3.初戦闘

 森を歩くこと数分、前方に何かの気配を感じた。

 【探索】サーチのウィンドウを見てみると、赤い点が先ほどよりも中心に近い位置に表示されている。


「東にいたモンスターで間違いないみたいだな」


 圭はモンスターの位置を確認すると、気配を殺しながら接近した。

 すると、すぐに一匹の狼を発見することができた。

 狼は大型犬と同じくらいの大きさで、全身が茶色の毛で覆われている。


「あれは確か……」


 その姿に見覚えがあった圭は【分析アナライズ】のスキルを発動してみた。

 【分析】とは視界に映っているモンスターのステータスを確認できるスキルだ。


 新たに現れたウィンドウに狼のステータスが表示された。


『モンスターネーム:ウルフ』

『HP:22』

『MP:0』

『攻撃力:12』

『防御力:8』

『魔法攻撃力:3』

『魔法防御力:6』

『素早さ:14』


「やっぱり【タナトス】に出てくるウルフだ……」


 【タナトス】に出てくる全モンスターのステータスを覚えている圭は、ゲームと全く変わらない情報が表示され、少し驚く。


「ということは、そこまで警戒する必要はないかな」


 ウルフは【タナトス】の中でも雑魚中の雑魚だ。
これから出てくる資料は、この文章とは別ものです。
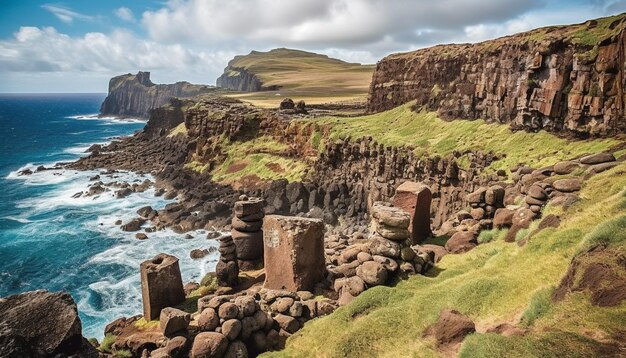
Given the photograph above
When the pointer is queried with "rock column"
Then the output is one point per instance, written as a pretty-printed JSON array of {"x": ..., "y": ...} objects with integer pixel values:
[
  {"x": 247, "y": 234},
  {"x": 161, "y": 285},
  {"x": 227, "y": 269}
]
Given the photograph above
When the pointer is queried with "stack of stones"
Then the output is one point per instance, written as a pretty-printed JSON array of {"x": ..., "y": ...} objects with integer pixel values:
[
  {"x": 290, "y": 310},
  {"x": 232, "y": 326},
  {"x": 386, "y": 254},
  {"x": 246, "y": 232},
  {"x": 227, "y": 269}
]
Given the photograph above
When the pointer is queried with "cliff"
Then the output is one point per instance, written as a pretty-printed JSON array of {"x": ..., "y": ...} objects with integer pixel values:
[
  {"x": 566, "y": 79},
  {"x": 136, "y": 95},
  {"x": 288, "y": 69}
]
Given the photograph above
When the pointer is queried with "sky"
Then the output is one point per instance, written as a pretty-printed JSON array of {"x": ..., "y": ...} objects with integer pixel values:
[{"x": 77, "y": 46}]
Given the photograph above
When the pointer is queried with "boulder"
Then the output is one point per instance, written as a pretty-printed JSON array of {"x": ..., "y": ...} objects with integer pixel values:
[
  {"x": 173, "y": 320},
  {"x": 294, "y": 252},
  {"x": 565, "y": 167},
  {"x": 209, "y": 345},
  {"x": 208, "y": 319},
  {"x": 161, "y": 285},
  {"x": 415, "y": 199},
  {"x": 567, "y": 185},
  {"x": 503, "y": 218},
  {"x": 41, "y": 324},
  {"x": 597, "y": 158},
  {"x": 249, "y": 245},
  {"x": 372, "y": 273},
  {"x": 451, "y": 328},
  {"x": 287, "y": 103},
  {"x": 378, "y": 245},
  {"x": 460, "y": 242}
]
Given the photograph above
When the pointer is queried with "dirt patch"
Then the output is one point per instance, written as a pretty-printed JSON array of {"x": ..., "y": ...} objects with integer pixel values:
[
  {"x": 601, "y": 272},
  {"x": 236, "y": 167},
  {"x": 275, "y": 167},
  {"x": 449, "y": 331}
]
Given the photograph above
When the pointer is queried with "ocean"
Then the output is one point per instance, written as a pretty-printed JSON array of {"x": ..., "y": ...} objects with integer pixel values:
[{"x": 50, "y": 240}]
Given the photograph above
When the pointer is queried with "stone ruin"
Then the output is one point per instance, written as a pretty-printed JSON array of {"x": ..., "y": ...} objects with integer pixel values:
[
  {"x": 246, "y": 232},
  {"x": 161, "y": 285},
  {"x": 227, "y": 268},
  {"x": 294, "y": 252},
  {"x": 415, "y": 199},
  {"x": 297, "y": 268}
]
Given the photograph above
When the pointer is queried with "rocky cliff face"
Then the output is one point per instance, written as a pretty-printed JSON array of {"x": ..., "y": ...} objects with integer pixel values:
[
  {"x": 239, "y": 79},
  {"x": 563, "y": 79},
  {"x": 135, "y": 95}
]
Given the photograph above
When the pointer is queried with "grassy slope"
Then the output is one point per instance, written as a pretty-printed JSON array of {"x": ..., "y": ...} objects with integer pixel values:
[
  {"x": 433, "y": 136},
  {"x": 494, "y": 283},
  {"x": 304, "y": 75},
  {"x": 253, "y": 158}
]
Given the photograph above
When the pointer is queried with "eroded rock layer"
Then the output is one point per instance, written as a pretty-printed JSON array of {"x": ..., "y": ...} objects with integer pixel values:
[
  {"x": 136, "y": 95},
  {"x": 566, "y": 79}
]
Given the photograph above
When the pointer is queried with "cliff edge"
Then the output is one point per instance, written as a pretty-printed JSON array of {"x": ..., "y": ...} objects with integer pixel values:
[
  {"x": 567, "y": 79},
  {"x": 135, "y": 95}
]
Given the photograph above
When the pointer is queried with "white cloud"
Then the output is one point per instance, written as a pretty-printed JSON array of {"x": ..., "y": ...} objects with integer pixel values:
[
  {"x": 125, "y": 14},
  {"x": 65, "y": 14},
  {"x": 45, "y": 50},
  {"x": 332, "y": 23}
]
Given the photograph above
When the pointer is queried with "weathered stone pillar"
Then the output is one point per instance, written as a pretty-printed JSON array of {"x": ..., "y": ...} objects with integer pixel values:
[
  {"x": 161, "y": 285},
  {"x": 246, "y": 232},
  {"x": 415, "y": 198},
  {"x": 294, "y": 252}
]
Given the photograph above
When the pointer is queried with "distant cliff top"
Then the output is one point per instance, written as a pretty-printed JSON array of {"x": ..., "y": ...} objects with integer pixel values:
[
  {"x": 135, "y": 95},
  {"x": 296, "y": 73}
]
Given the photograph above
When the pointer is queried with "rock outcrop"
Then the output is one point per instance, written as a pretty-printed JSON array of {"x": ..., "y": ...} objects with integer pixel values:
[
  {"x": 135, "y": 95},
  {"x": 41, "y": 324},
  {"x": 567, "y": 79}
]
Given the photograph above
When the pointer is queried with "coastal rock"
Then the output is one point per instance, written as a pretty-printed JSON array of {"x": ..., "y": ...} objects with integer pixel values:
[{"x": 41, "y": 324}]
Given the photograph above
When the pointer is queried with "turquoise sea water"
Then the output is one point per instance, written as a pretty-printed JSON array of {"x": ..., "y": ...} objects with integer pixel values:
[{"x": 49, "y": 240}]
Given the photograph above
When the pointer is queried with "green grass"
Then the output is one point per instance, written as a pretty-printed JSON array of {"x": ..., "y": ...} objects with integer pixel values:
[
  {"x": 303, "y": 75},
  {"x": 430, "y": 135},
  {"x": 106, "y": 344},
  {"x": 261, "y": 158},
  {"x": 486, "y": 236},
  {"x": 496, "y": 282}
]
どんな【職業ジョブ】でもレベル1のときから簡単に倒せてしまうほど弱い。

 全ての【職業】がレベル100の圭にとっては、ミジンコのような存在だった。


「ちょっと拍子抜けだけど、戦闘開始だ」


 そう呟くと、圭はウルフに向かって駆け出した。

 その瞬間、自分の体とは思えない脚力が発揮され、残像が見えるほどのスピードでウルフに急接近する。
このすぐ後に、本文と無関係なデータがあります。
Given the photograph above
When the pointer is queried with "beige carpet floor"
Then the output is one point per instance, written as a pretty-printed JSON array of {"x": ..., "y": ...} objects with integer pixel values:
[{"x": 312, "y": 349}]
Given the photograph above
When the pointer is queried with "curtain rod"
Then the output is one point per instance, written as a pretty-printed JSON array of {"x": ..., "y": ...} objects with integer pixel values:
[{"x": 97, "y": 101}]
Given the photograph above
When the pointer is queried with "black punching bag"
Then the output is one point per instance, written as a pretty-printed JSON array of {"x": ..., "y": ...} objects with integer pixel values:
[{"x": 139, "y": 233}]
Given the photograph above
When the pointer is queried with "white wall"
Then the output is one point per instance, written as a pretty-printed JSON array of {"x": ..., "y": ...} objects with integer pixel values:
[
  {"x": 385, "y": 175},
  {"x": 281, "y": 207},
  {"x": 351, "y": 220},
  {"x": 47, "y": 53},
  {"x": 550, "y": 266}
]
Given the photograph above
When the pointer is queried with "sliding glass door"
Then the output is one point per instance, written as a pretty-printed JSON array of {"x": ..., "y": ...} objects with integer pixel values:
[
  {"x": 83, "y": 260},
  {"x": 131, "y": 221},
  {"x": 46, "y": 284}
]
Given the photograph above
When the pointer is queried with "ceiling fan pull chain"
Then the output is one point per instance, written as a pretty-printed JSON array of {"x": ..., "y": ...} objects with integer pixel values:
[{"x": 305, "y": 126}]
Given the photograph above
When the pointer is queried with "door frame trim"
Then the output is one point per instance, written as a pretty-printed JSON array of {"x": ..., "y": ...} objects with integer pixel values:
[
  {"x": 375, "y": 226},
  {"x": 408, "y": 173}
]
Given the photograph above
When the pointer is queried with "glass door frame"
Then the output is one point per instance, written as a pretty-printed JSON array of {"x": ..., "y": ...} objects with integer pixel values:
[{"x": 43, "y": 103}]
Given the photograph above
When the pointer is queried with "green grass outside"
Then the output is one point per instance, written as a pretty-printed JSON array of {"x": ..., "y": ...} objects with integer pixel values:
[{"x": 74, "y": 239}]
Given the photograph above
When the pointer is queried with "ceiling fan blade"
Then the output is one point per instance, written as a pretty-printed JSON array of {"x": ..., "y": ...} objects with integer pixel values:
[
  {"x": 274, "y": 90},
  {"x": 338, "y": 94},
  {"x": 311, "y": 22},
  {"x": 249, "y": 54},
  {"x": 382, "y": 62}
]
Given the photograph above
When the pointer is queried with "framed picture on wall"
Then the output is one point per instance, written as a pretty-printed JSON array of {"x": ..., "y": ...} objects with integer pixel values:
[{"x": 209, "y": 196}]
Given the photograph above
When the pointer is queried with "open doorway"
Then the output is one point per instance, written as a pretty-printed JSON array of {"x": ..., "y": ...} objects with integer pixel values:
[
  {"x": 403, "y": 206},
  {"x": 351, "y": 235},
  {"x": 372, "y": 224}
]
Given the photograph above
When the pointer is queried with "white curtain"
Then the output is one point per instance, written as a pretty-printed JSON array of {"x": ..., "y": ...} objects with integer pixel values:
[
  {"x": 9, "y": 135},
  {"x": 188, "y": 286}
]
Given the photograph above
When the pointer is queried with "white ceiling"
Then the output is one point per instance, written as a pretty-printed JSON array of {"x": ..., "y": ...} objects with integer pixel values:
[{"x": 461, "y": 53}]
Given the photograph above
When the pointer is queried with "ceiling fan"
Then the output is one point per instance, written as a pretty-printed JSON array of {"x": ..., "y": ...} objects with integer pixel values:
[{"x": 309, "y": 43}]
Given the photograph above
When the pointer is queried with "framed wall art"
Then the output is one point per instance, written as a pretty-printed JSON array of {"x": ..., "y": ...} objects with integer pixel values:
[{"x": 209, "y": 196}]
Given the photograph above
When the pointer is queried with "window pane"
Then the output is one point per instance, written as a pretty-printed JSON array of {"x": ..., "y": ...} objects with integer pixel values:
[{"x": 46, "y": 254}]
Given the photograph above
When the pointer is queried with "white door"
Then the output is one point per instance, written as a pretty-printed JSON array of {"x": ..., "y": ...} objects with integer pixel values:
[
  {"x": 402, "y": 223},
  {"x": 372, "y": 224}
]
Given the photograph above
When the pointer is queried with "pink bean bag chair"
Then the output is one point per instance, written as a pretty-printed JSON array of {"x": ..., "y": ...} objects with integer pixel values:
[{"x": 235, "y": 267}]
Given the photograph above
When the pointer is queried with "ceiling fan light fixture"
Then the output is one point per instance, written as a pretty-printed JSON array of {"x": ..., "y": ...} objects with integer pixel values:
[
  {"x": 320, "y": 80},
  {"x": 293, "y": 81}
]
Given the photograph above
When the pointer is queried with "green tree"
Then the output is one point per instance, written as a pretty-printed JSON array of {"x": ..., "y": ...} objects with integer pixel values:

 そして、文字通り一瞬でウルフの背後に回ることに成功した。


 目の前のウルフは圭の接近に気付いていないようだが、モンスター相手に待つ義理など無いので、そのまま剣を横に振り抜いた。

 直後、爆音と共にウルフが消滅した。


「へ?」


 圭が間抜けな声を上げる。

 軽く剣を振っただけなのに、何故ウルフが消滅したのか。倒したのであれば死体が残るはずだ。
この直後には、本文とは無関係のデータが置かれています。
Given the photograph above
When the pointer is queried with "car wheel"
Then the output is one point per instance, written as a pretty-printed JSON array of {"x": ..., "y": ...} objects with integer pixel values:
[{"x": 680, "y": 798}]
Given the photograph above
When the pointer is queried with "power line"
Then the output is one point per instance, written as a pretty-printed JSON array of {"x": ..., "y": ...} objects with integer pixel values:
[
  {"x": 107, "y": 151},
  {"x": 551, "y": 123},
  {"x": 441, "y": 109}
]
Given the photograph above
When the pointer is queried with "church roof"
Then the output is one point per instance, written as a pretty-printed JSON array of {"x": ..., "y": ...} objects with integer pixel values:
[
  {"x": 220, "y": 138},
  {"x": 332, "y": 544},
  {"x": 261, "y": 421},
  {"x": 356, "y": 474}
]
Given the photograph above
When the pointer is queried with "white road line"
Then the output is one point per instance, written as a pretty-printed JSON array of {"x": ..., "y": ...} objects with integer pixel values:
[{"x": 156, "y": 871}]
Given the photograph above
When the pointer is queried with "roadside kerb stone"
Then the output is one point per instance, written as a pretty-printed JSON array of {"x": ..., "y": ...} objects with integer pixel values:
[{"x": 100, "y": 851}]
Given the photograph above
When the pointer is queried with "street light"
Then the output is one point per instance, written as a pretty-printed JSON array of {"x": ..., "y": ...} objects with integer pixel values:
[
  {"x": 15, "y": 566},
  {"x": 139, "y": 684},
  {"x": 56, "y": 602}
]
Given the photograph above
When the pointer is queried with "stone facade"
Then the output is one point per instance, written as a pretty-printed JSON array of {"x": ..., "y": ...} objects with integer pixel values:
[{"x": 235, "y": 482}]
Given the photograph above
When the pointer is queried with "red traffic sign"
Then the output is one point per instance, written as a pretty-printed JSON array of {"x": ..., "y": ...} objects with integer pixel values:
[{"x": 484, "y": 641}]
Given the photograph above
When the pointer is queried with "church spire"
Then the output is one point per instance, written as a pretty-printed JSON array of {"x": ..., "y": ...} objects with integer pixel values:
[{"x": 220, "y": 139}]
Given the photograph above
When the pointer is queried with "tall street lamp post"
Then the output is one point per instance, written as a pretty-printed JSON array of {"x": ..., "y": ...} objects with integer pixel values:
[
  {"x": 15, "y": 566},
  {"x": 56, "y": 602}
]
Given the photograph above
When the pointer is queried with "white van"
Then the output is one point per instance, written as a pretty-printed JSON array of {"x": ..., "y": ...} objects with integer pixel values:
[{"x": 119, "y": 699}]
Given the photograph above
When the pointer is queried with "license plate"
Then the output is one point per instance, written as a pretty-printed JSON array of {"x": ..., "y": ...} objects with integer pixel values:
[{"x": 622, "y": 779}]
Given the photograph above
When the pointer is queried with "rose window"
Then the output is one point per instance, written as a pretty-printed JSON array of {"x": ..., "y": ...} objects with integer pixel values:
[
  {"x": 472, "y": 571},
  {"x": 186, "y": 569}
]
 しかも、同時に発せられたあの爆音はなんだったのか。


「新手のモンスターか!?」


 最悪の事態を想定した圭は、急いで周囲を警戒する。


「…………ふぇ?」


 先ほどよりも間抜けな声を上げた圭は、目の前の光景を見て唖然としていた。


 そこには、更地が広がっていたのだ。

 ウルフがいた場所から、前方50mほどに渡って広がる扇状の更地。

 大量に生えていた雑草、木が全て無くなり、完全に土がむき出しになっている。


「……なにが起きたんだ?」


 突然の出来事に困惑する。

 何故、森が更地になったのか。

 広範囲を殲滅できるスキルが存在するが、使用した覚えはない。

 ただ剣を振っただけなのだ。


「まさか……ねぇ?」


 ありえないと思いつつも、もう一度剣を振ってみることにした。


 圭はその場で180度回転すると、さっき歩いてきた場所目掛けて剣を振り抜いた。

 再度、爆音が響く。


「マジか……」


 やはり、原因は自分のようだ。

 先ほどと同じ形をした更地が、目の前に出来上がっていた。


「危険すぎるだろ俺……」


 自分に二つ名を付けるとすれば【歩く天災】だろうか。


「…………ステータスを下げたら直るかな?」


 そう言うとすぐにステータスとアイテムのウィンドウを立ち上げる。

 慣れた手つきでウィンドウを操作し、【職業】を勇者から剣士にチェンジさせる。


 剣士は初心者向けの近接戦闘職だ。全てのステータスが勇者の半分以下だが、レベルを100まで上げればそこそこ戦える。


 次に、装備の変更。

 流石にSSSランク装備は危険と判断したため、Aランク装備を取り出す。


「【黒龍の剣】【執行者のコート】【ヒュドラの手甲】【パンサーブーツ】でいいかな」


 武器と防具を次々と取り出し装備していく。

 装備が完了すると、銀の鎧を纏っていた男から、黒のロングコートに黒の剣を携えた黒ずくめの剣士に変身していた。


「これでかなりステが下がったと思うが」


 改めてステータスのウィンドウを確認する。


『キャラクターネーム:ケイ』

『【職業】:剣士(100Lv)』

『HP:20692』

『MP:1184』

『攻撃力:7670』

『防御力:6531』

『魔法攻撃力:3466』

『魔法防御力:3190』

『素早さ:8047』


「……これだけ下がれば大丈夫だよな?」


 一抹の不安を感じつつも、先ほどと同様に剣を振ってみる。

 ブン、と刀の風切り音だけが聞こえる。


 次は全力で剣を振ってみた。

 さっきよりも大きい風切り音が聞こえたが、爆音とは程遠い。


「はぁ……よかった」


 二つ名が【歩く天災】になることは無さそうだ。


「ゲームではこんなこと起きなかったんだがな」


 更地を眺めながら思い出す。

 【タナトス】ではどんな強力なスキルを使っても建物などのオブジェクトを破壊することはできない。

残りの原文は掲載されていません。